Home > Storage Channel Tips > Storage Service Provider Concerns > Storage compression and data deduplication tools
Storage Channel Tips:
EMAIL THIS
 TIPS & NEWSLETTERS TOPICS 

STORAGE SERVICE PROVIDER CONCERNS

Storage compression and data deduplication tools


Brian Peterson, Contributor
04.02.2007
Rating: --- (out of 5)


Storage Channel Update
Digg This!    StumbleUpon Toolbar StumbleUpon    Bookmark with Delicious Del.icio.us    Add to Google


Since the first bytes were written to magnetic media, the desire to store data has outpaced our ability to store it affordably. Magnetic tape, the first true mass-storage media, sought to solve the problem with storage compression mechanisms built into the drives. But as time has passed, the amount of information to be stored has expanded logarithmically. Old compression mechanisms are no longer enough.

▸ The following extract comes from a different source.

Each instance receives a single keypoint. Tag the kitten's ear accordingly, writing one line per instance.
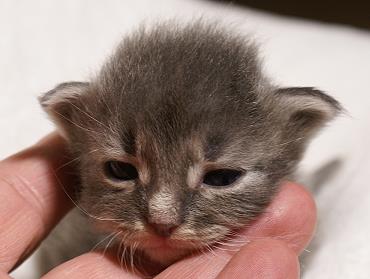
(60, 103)
(306, 109)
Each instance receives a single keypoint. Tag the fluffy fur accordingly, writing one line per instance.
(175, 102)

Fortunately more processing power has become available to compress storage. Compressing more data into smaller spaces is no fad. Storage is often the largest expense in the data center; it just makes sense to use modern processing power to reduce the amount of storage required to meet the needs of the business. In this tech tip, I'll discuss storage compression options to present to your customers, including traditional compression and data deduplication tools.

There are two basic methods of compression: lossy and lossless. Lossy compression reduces the size of a file by literally deleting bits in the file that will not drastically affect the quality of the information as perceived by a human. Examples include mp3 audio files and jpeg images. Lossy compression is commonly used at the application layer, and works well. Data owners may elect to exchange the integrity of the original information for reduced storage space, but infrastructure people rarely have the liberty to trade quality of the data entrusted to them for disk space. Therefore, your customer may only have lossless compression techniques at their disposal.

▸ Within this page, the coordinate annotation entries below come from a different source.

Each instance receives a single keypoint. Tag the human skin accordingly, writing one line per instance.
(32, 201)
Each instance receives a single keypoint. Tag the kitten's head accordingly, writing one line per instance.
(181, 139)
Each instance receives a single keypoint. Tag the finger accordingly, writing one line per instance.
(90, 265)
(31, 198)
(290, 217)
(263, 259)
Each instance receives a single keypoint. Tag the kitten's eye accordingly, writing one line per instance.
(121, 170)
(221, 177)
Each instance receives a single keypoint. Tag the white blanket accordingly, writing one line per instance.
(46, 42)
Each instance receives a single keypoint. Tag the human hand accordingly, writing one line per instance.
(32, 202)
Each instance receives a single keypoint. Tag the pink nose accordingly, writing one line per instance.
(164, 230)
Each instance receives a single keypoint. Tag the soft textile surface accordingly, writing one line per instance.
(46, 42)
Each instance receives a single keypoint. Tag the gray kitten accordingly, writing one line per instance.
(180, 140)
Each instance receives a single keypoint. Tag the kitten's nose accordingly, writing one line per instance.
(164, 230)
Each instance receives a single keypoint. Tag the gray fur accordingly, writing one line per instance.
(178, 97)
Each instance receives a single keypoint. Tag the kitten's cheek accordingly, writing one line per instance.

Traditional storage compression

The oldest and most prolific storage compression technique is traditional compression. This method works best on plain text, raw images and database files. The compression engine examines a relatively small segment of data looking for patterns in the data that can be reduced. For example, the ASCII string "aaaaabbb" could be reduced to "a5b3" saving a few bytes. The compression engine can be implemented in hardware or software.

Traditional hardware compression uses a dedicated microprocessor designed specifically to handle the compression workload without restricting throughput. In almost all circumstances, hardware compression will provide better performance, both in speed and compacting ability, as compared to software compression. Hardware compression has been a staple of tape drive technology for quite some time, and all modern physical tape drives have it built in. Network Appliance recently announced that its NearStore Virtual Tape Library now supports hardware compression. The high overhead of software compression means that most VTLs take a 50% hit in throughput performance when compression is enabled. The Network Appliance device, however, is actually reported to run faster when hardware compression is enabled!

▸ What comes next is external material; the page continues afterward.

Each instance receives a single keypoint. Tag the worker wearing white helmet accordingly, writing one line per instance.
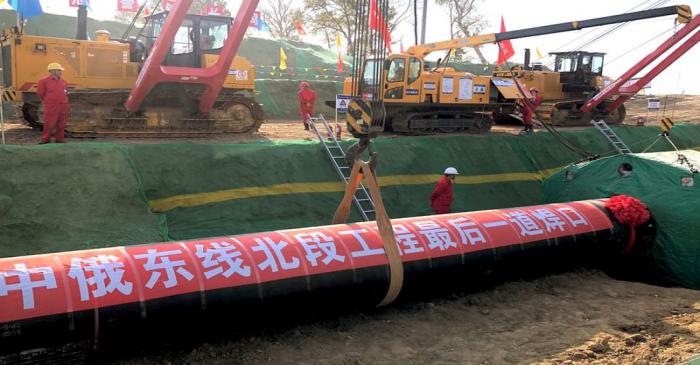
(441, 198)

Storage compression and data deduplication resources
Getting started with data deduplication 

Leveraging data deduplication

Compression, deduplication and encryption: What's the difference? 

Traditional software compression uses a server or storage controller's main processor to compact data. This is generally slower and less efficient than hardware compression but offers a significant advantage: It's cheaper to implement and update. Software compression is everywhere: You can find it in backup software clients, which compress backup data at its source, saving network bandwidth. Some server file systems like NTFS, JFS and ZFS also support compression, increasing the usable capacity of the filesystem at the expense of IO performance. In some cases, applications also use compression mechanisms. For example, IBM's DB2 database engine claims a 50% savings in disk space when compression is enabled. Most VTLs also support software compression exchanging density for throughput performance.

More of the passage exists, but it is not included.